I am using pinned memory to speed up the training process. In my program, I use a thread to move the training data to the pinned memory. Occasionally, I encountered the following error in the middle of the training:
THCudaCheck FAIL file=/py/conda-bld/pytorch_1493677666423/work/torch/lib/THC/THCCachingHostAllocator.cpp line=258 error=11 : invalid argument
Exception in thread Thread-4:
Traceback (most recent call last):
File "/home/heilaw/.conda/envs/pytorch/lib/python3.5/threading.py", line 914, in _bootstrap_inner
self.run()
File "/home/heilaw/.conda/envs/pytorch/lib/python3.5/threading.py", line 862, in run
self._target(*self._args, **self._kwargs)

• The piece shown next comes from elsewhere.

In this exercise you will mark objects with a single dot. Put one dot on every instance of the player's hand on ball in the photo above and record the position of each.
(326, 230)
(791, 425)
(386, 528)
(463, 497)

File "./train.py", line 43, in pin_memory
data["xs"] = [x.pin_memory() for x in data["xs"]]
File "./train.py", line 43, in <listcomp>
data["xs"] = [x.pin_memory() for x in data["xs"]]
File "/home/heilaw/.conda/envs/pytorch/lib/python3.5/site-packages/torch/tensor.py", line 78, in pin_memory
return type(self)().set_(storage.pin_memory()).view_as(self)
File "/home/heilaw/.conda/envs/pytorch/lib/python3.5/site-packages/torch/storage.py", line 84, in pin_memory
return type(self)(self.size(), allocator=allocator).copy_(self)
RuntimeError: cuda runtime error (11) : invalid argument at /py/conda-bld/pytorch_1493677666423/work/torch/lib/THC/THCCachingHostAllocator.cpp:258
Any idea why this would happen? How can I debug it?